Den Himmel überstrahlte bereits das Abendrot. Die weißen Lämmerwölkchen am Firmament waren rosig durchleuchtet, selbst der breite Schatten des alten Birnbaumes, der mitten im Hofe stand, hatte eine violette Umsäumung. Vom Anger herüber klang ein leises, melodisches Läuten; der Schäfer des Krugwirts trieb seine kleine Herde heim.

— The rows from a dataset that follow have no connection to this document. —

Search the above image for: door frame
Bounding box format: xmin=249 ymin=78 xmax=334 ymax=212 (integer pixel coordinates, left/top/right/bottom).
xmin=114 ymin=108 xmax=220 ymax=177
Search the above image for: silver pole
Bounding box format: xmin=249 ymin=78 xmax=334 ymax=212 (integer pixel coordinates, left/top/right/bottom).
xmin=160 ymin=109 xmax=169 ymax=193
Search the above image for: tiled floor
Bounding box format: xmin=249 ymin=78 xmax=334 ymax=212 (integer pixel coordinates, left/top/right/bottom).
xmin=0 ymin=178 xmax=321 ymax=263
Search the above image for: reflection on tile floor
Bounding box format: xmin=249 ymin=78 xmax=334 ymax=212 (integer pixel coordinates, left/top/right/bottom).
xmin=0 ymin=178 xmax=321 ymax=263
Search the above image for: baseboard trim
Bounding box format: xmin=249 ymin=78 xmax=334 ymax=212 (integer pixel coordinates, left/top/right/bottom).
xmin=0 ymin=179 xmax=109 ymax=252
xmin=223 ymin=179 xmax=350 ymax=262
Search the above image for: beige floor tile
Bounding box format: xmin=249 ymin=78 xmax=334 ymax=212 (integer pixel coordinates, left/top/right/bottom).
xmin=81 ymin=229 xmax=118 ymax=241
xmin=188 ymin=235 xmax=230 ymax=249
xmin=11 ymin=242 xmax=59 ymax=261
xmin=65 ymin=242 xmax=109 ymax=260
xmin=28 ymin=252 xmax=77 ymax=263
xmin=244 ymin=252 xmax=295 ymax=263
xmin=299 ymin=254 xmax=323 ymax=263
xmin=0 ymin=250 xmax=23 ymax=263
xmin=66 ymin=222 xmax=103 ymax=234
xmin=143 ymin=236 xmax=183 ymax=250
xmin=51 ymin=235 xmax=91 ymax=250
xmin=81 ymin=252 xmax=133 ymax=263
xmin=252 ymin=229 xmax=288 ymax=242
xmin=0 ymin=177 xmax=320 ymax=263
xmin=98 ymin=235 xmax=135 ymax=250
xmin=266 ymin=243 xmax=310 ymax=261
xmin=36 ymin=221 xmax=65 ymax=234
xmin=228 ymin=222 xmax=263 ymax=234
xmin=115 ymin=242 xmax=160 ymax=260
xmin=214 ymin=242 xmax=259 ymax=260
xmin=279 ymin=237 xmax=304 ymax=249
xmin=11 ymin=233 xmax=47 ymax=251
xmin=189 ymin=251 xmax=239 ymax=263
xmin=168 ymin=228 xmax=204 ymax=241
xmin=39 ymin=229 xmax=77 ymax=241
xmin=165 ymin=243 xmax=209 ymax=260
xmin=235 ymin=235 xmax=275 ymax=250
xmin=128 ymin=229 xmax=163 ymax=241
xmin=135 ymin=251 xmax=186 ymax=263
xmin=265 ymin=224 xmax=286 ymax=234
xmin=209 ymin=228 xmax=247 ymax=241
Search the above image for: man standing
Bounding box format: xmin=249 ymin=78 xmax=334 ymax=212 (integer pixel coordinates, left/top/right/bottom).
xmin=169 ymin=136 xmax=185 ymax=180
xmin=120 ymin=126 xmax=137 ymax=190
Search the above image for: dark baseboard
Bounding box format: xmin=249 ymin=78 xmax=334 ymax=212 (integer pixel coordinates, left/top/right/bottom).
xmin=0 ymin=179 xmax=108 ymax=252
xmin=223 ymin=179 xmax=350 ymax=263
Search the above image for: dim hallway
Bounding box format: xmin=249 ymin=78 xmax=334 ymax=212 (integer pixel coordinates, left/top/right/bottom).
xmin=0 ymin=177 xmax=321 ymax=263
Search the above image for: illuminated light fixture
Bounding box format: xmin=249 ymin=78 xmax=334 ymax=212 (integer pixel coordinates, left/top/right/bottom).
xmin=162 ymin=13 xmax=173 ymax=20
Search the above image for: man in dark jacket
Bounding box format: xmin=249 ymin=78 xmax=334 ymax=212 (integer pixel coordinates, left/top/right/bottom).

Pauline trat in die Haustür, blieb einen Augenblick stehen und schaute nach dem Himmel, um zu sehen, ob während der Nacht ein Gewitter zu gewärtigen sei, und sagte sodann mit der etwas monoton klingenden Stimme, die allen Tauben eigen ist:
„Komm ’rein, August; es fängt an, kühle zu werden.“
Klempt nickte und erhob sich gehorsam. Aber er ging doch nicht, sondern wies hinüber nach der Gartenpforte, wo eine frische Mädchenstimme das Lied von den wandernden Schwalben sang. Die Dörthe kam. Sie hatte Urlaub erhalten, den Vater und den Bräutigam zu besuchen, trug ihr Feiertagskleid aus geblümtem Kattun und ein buntes Tüchlein um den Hals.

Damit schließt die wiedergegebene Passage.